Third International Conference on Spoken Language Processing (ICSLP 94)
When generating synthetic speech by unit concatenation the structure and the representation of the unit inventory is a major issue. Therefore, a mixed inventory structure was developed and compared with a demisyllable and a diphone inventory in a perception experiment. The results show that indeed some of the disadvantages of the two standard methods vanish when the mixed inventory structure is used. The complete inventory consists of 2182 units for the German language. The inventory was recorded with 32 kHz sampling rate.

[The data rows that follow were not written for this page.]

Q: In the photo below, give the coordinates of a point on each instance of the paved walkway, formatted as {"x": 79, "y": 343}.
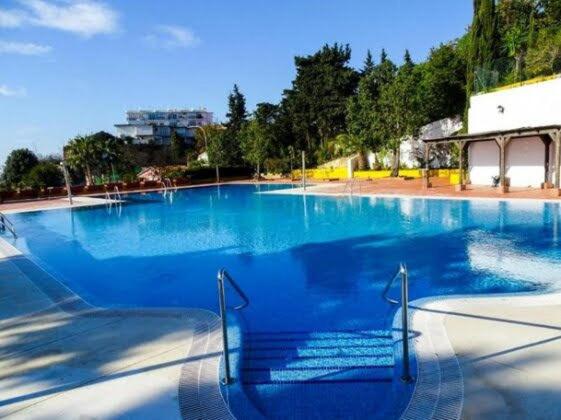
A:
{"x": 413, "y": 187}
{"x": 93, "y": 363}
{"x": 509, "y": 350}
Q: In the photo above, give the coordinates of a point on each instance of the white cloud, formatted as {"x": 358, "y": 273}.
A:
{"x": 23, "y": 48}
{"x": 82, "y": 17}
{"x": 11, "y": 18}
{"x": 172, "y": 36}
{"x": 8, "y": 91}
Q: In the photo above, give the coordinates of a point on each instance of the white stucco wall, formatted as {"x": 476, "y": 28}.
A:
{"x": 483, "y": 160}
{"x": 525, "y": 160}
{"x": 533, "y": 105}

A pair comparison test confirmed a noticeable increase in naturalness compared to synthetic speech sampled with 16 kHz. However, a segmental intelligibility test showed no differences between the two sampling rates. Both error rates are comparable to those obtained with natural speech. To find the representation and manipulation algorithm that yields the best overall quality of synthetic speech, TD-PSOLA, LP-PSOLA, and simple RELP were compared. Although only a very simple LP ana-lysis was performed, no perceptual differences between TD-PSOLA and simple RELP could be found, while LP-PSOLA speech was judged worse than the other versions.
Bibliographic reference. Portele, Thomas / Höfer, Florian / Hess, Wolfgang J. (1994): "Structure and representation of an inventory for German speech synthesis", In ICSLP-1994, 1759-1762.